Du darfst nur Erdungen und die  Erdungsotentialausgleiche an der Potentialschiene Grün gelb machen.

Alles was keine direkte vorgeschriebene Erdung ist *darf nicht grün/gelb* sein.
Also:
-keien Kabelschirme
-keine Potentiale zum 0V der sekundärwicklung der Trafos
-keine Verbindung zum Neutralleiter
-keine semicunductor Poteniale
-usw. usw.

Falls ich heute Abend dran denke such eich dir die Din oder VDE schnell raus.

Grüsse


----------



## maxi (13 Mai 2008)

DIN VDE 0100-510 (HD 384.5.51 S2) Abschnit 514.3.1: 
Grün-Gelb muß zur Kennzeichnung des Schutzleiters und darf für keinen anderen Zweck verwendet 
werden. Dies ist der einzige anerkannte Farbcode zur Kennzeichnung des Schutzleiters. 

Hellblau ist für Neutralleiter bei Wechselstrom und Mittelleiter (Gleichstrom) vorgesehen. 
Wenn ein Stromkreis einen farblich gekennzeichneten Mittelleiter oder Neutralleiter enthält, 
muß die für diesen Zweck verwendete Farbe Hellblau sein. 

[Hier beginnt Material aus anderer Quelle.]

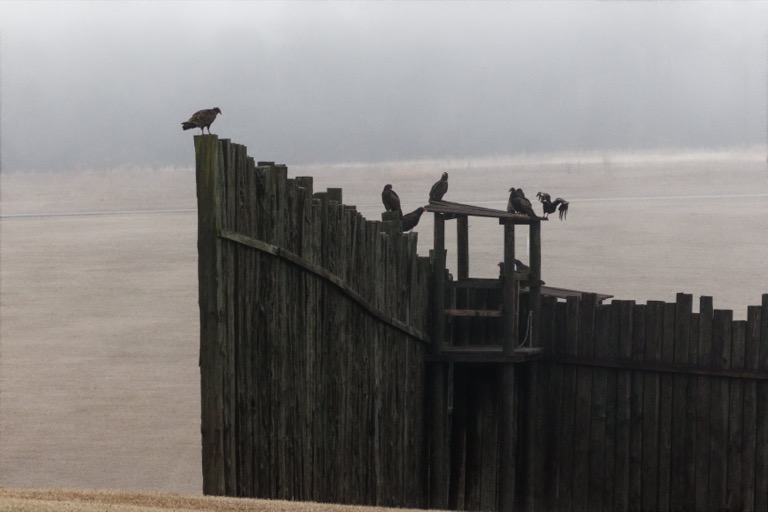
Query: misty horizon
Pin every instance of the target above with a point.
(107, 85)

EN 60204-1 (VDE 0113 Teil 1) Kapitel 14.2 Identifizieren von Leitern 
Grün-Gelb und Hellblau werden wie oben behandelt. 
Zusätzlich: 

14.2.4 Identifizierung anderer Leiter 
Die Identifizierung anderer Leiter muß durch Farbe (entweder durchgängig oder mit einem oder mehreren 
Streifen), Ziffern, Alphanumerik oder aus einer Kombination von Farbe, Ziffern oder Alphanumerik erfolgen. Ziffern 
müssen arabisch, Buchstaben lateinisch sein (entweder Groß- oder Kleinbuchstaben). 

- SCHWARZ: Hauptstromkreise für Wechsel- und Gleichstrom; 
- ROT: Steuerstromkreise für Wechselstrom; 
- BLAU: Steuerstromkreise für Gleichstrom; 
- ORANGE: Verriegelungsstromkreise, die von einer externen Energieversorgung gespeist 

Ausnahmen zum vorher Genannten sind erlaubt, wo 
- Einzelgeräte, mit vollständiger Innenverdrahtung gekauft werden; 
- Isolierungen verwendet werden, die in den erforderlichen Farben nicht erhältlich sind, oder 
- Mehrleiterkabel und -leitungen verwendet werden, außer bei der Zweifarbenkombination GRÜN-GELB.


----------